Era conhecido de todos no interior de Minas Gerais, e o vilarejo amargava suas diabruras. O padre tentara de tudo: joelhos no milho; pintura da cerca; cuidado com os porcos... Castigos que talvez pudessem domar aquele gênio incontrolável, sempre inclinado a fazer besteiras.
Nas reuniões escolares, os pais das outras crianças sempre tinham queixas contra ele, que iam de puxões de cabelo ao sumiço dos lanches - todos os lanches.
Bento estava bem longe de ser um menino abençoado, mesmo tendo passado pelo batismo e iniciado a catequese. Tudo pra ele era chato, exceto quando o assunto era Maria.
Maria era a filha do açougueiro. Tinha sete anos e longas madeixas castanhas que lhe caiam generosas pelos ombros.
Foi amor a primeira vista, a primeira missa e ao primeiro dia de aula.

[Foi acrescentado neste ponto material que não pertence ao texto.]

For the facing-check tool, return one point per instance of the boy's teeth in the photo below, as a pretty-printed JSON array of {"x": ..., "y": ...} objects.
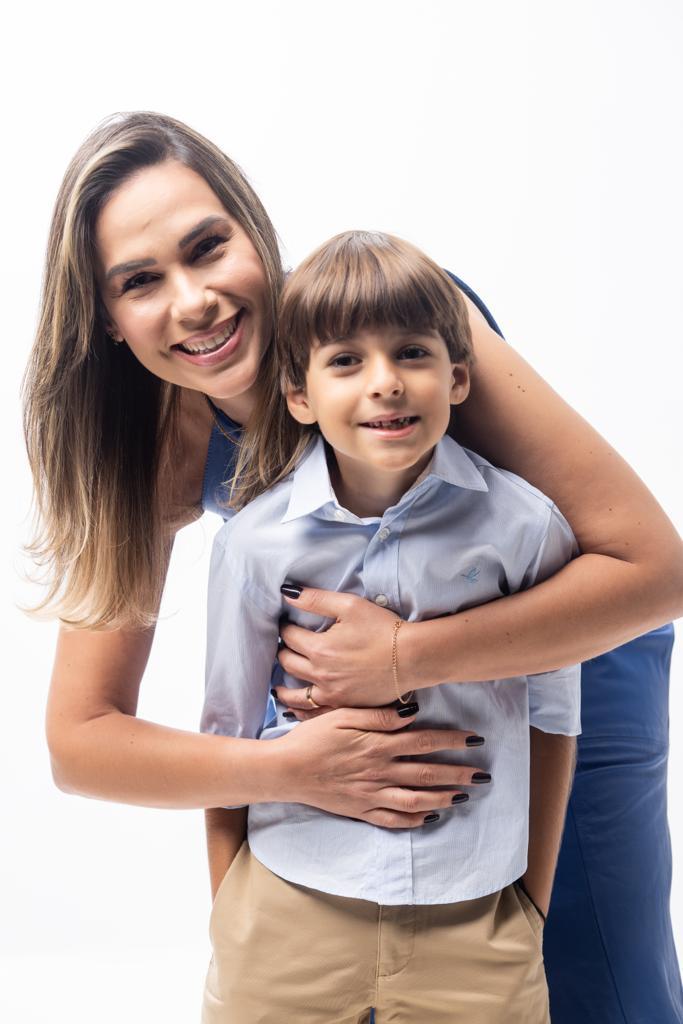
[
  {"x": 389, "y": 424},
  {"x": 200, "y": 347}
]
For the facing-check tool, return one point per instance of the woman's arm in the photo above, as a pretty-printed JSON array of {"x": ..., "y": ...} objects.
[
  {"x": 348, "y": 762},
  {"x": 225, "y": 832},
  {"x": 628, "y": 580}
]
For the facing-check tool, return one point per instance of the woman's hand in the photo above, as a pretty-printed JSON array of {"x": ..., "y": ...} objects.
[
  {"x": 350, "y": 762},
  {"x": 350, "y": 663}
]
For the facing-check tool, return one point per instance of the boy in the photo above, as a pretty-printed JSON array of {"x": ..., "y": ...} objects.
[{"x": 426, "y": 925}]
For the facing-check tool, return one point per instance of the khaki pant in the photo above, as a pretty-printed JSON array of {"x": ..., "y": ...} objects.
[{"x": 287, "y": 954}]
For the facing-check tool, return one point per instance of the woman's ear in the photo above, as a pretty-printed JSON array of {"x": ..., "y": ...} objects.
[
  {"x": 460, "y": 387},
  {"x": 299, "y": 407}
]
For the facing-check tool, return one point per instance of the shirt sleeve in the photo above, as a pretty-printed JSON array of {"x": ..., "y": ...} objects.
[
  {"x": 242, "y": 644},
  {"x": 554, "y": 697}
]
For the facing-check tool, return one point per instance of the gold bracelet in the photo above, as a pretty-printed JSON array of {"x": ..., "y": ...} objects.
[{"x": 406, "y": 698}]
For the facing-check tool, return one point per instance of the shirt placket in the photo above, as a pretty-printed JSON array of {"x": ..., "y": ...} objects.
[{"x": 393, "y": 852}]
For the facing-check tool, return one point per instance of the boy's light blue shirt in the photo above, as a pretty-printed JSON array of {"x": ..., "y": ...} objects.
[{"x": 466, "y": 534}]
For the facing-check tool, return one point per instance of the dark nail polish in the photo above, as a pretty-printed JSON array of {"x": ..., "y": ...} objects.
[{"x": 406, "y": 711}]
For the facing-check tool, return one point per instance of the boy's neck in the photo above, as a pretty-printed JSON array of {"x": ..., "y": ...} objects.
[{"x": 367, "y": 491}]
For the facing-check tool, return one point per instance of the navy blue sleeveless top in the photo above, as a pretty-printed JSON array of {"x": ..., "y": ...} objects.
[{"x": 220, "y": 462}]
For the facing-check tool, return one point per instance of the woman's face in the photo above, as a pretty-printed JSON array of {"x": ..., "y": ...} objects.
[{"x": 182, "y": 285}]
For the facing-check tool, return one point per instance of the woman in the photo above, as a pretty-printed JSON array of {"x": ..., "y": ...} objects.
[{"x": 162, "y": 281}]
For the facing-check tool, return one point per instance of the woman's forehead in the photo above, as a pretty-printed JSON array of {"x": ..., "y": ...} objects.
[{"x": 158, "y": 206}]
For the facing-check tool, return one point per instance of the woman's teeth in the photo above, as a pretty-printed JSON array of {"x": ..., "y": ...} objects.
[
  {"x": 201, "y": 347},
  {"x": 391, "y": 424}
]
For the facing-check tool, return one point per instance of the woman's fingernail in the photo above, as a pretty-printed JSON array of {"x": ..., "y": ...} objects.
[{"x": 407, "y": 710}]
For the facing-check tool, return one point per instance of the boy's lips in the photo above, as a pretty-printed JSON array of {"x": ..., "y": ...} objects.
[
  {"x": 390, "y": 422},
  {"x": 391, "y": 426}
]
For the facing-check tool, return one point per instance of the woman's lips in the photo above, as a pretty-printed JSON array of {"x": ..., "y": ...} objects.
[{"x": 219, "y": 354}]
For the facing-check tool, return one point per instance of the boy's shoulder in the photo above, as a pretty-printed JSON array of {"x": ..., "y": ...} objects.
[
  {"x": 504, "y": 486},
  {"x": 261, "y": 517}
]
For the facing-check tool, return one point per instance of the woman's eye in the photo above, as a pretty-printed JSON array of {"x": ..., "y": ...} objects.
[
  {"x": 344, "y": 360},
  {"x": 137, "y": 281},
  {"x": 413, "y": 352},
  {"x": 207, "y": 246}
]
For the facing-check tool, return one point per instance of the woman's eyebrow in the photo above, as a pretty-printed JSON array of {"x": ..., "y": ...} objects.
[
  {"x": 202, "y": 226},
  {"x": 139, "y": 264}
]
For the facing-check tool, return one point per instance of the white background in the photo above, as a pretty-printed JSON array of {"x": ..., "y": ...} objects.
[{"x": 532, "y": 147}]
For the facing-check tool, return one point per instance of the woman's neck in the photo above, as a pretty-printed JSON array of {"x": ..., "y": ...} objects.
[{"x": 239, "y": 408}]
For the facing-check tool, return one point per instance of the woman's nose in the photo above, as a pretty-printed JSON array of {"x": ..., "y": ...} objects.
[{"x": 191, "y": 302}]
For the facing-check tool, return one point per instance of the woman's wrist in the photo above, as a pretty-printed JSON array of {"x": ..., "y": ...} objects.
[{"x": 421, "y": 652}]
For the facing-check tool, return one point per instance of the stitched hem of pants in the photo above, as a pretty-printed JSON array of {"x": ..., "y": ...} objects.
[{"x": 534, "y": 903}]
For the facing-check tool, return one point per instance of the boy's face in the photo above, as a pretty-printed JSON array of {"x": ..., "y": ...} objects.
[{"x": 382, "y": 397}]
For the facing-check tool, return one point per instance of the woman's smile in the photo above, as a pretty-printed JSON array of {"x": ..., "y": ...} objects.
[
  {"x": 212, "y": 347},
  {"x": 183, "y": 285}
]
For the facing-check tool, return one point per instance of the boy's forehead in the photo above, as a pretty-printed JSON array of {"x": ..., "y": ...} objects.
[{"x": 384, "y": 333}]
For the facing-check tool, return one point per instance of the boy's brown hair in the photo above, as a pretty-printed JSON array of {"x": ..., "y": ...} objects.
[
  {"x": 355, "y": 281},
  {"x": 361, "y": 280}
]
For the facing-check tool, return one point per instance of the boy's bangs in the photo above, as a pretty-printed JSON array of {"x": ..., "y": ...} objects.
[{"x": 372, "y": 287}]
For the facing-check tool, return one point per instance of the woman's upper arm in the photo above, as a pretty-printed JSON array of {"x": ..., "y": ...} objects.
[
  {"x": 95, "y": 672},
  {"x": 517, "y": 421}
]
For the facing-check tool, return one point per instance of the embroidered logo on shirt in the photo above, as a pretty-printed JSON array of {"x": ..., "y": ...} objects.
[{"x": 472, "y": 574}]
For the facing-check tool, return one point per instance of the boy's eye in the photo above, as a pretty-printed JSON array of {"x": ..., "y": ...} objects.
[
  {"x": 413, "y": 352},
  {"x": 345, "y": 359}
]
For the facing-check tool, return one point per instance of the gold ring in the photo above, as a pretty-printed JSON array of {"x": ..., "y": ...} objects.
[{"x": 308, "y": 696}]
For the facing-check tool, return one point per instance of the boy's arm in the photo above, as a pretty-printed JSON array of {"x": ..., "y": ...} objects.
[
  {"x": 553, "y": 760},
  {"x": 554, "y": 700},
  {"x": 242, "y": 641}
]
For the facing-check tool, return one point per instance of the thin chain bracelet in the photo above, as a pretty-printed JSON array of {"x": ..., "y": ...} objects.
[{"x": 397, "y": 623}]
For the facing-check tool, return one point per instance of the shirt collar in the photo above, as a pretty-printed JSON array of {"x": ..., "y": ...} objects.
[{"x": 311, "y": 487}]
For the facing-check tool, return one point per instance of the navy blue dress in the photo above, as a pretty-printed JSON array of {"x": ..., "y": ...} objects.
[{"x": 608, "y": 942}]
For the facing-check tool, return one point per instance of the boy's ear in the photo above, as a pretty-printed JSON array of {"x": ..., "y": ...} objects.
[
  {"x": 297, "y": 402},
  {"x": 460, "y": 387}
]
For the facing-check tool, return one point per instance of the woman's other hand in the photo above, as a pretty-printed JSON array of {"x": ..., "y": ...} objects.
[
  {"x": 350, "y": 664},
  {"x": 350, "y": 762}
]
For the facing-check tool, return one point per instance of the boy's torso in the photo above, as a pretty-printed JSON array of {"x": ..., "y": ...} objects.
[{"x": 466, "y": 536}]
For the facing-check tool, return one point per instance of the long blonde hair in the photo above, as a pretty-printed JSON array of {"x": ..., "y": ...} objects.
[{"x": 99, "y": 428}]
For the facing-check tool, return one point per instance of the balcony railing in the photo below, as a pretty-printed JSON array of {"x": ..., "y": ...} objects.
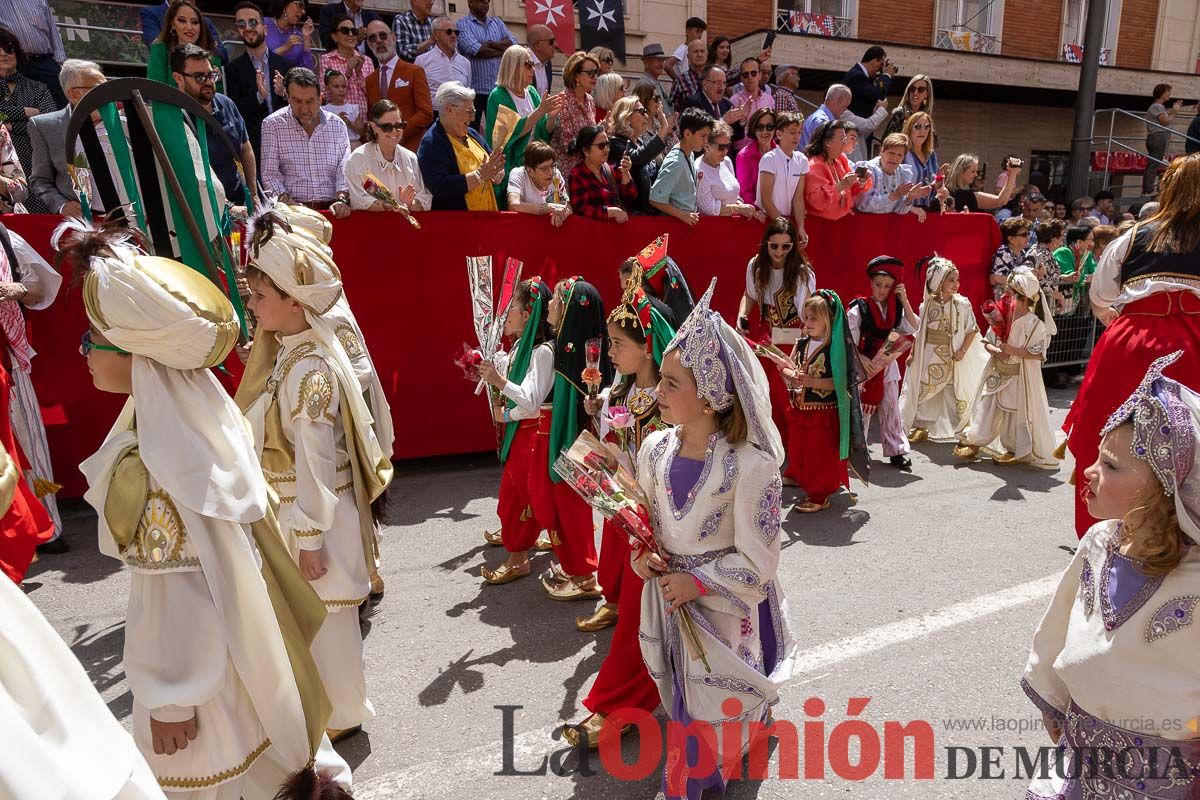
[
  {"x": 802, "y": 22},
  {"x": 966, "y": 40}
]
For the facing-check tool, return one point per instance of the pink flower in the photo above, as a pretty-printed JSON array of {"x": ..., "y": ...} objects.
[{"x": 619, "y": 417}]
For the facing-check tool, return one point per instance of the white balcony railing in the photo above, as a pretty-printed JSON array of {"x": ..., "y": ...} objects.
[
  {"x": 802, "y": 22},
  {"x": 966, "y": 40}
]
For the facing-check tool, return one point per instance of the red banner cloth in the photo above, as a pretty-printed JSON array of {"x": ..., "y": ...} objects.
[{"x": 408, "y": 289}]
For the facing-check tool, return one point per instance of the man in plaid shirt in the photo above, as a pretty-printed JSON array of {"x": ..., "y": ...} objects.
[
  {"x": 688, "y": 82},
  {"x": 305, "y": 149},
  {"x": 414, "y": 30}
]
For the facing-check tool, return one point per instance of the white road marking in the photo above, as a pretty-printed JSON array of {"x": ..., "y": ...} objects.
[{"x": 532, "y": 746}]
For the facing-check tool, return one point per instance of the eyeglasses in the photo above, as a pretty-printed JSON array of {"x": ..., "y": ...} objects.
[
  {"x": 87, "y": 346},
  {"x": 203, "y": 77}
]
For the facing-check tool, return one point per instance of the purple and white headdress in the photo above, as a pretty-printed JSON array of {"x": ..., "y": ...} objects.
[
  {"x": 725, "y": 367},
  {"x": 1165, "y": 419}
]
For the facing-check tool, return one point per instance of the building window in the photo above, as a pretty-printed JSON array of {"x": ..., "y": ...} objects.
[
  {"x": 1074, "y": 24},
  {"x": 971, "y": 25},
  {"x": 816, "y": 17}
]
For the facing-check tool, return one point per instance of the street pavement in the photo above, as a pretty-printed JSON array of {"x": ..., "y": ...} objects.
[{"x": 923, "y": 599}]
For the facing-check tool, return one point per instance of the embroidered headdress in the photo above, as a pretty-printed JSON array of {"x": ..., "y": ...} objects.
[
  {"x": 1165, "y": 417},
  {"x": 725, "y": 370}
]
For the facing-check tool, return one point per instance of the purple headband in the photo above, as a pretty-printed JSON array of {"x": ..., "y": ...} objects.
[{"x": 1163, "y": 431}]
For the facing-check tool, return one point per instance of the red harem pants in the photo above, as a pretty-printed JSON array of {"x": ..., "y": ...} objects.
[
  {"x": 623, "y": 681},
  {"x": 1146, "y": 330},
  {"x": 553, "y": 506},
  {"x": 813, "y": 452}
]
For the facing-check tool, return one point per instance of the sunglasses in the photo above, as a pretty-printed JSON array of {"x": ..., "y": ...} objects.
[
  {"x": 87, "y": 346},
  {"x": 203, "y": 77}
]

Não havia nada que Bento não fizesse para chamar a atenção daquela que lhe ocupava os pensamentos dia e noite.
Todos os castigos tinham valido a pena, porque Maria o havia notado e Bento tinha certeza de que seu amor era correspondido.
- Bento, foi você quem roubou as flores do velório?
- Claro que sim. Foi pra dar a Maria, uai!
- E o porquinho do Seu Nicolau?
- Bem, a Maria queria muito um bichinho, e não pode com gatos. Ela é alérgica, sabia não?
Tudo tinha um porque e nenhum talvez quando se tratava de atender aos caprichos de Maria. A professora já havia chamado os pais de ambos, num esforço para controlar aquele "amor" infantil que causava tantos dissabores, quanto boas risadas. Até que era bonitinho, pensava.
Porém, nada é tão ruim que não possa piorar, e uma coisa Bento não podia tolerar. De jeito nenhum, mas não mesmo!
Certo dia, numa das inúmeras reuniões a que a mãe de Bento e o pai de Maria foram chamados, os pequenos repararam uma aproximação mais que necessária de seus "idosos" pais. Notaram que os viúvos também passaram a conversar muito depois da missa e, vez ou outra, o pai de Maria presenteava a senhora com um quilo ou dois de sua melhor peça de carne.
- Você notou como teu pai olha pra minha mãe, Maria? Parece que ele tá pronto pra devorar uma bisteca saída da churrasqueira.
- Você está exagerando Bento, eles ficaram amigos por causa da gente.
- Sei não Maria, melhor não arriscar. E se eles resolverem se casar? A gente não vai poder mais namorar. A gente vai virar irmão, e isso é sacrilégio! Né não?
A ideia estava incomodando tanto o menino, que ele matutava dia e noite um plano que pudesse afastar os dois.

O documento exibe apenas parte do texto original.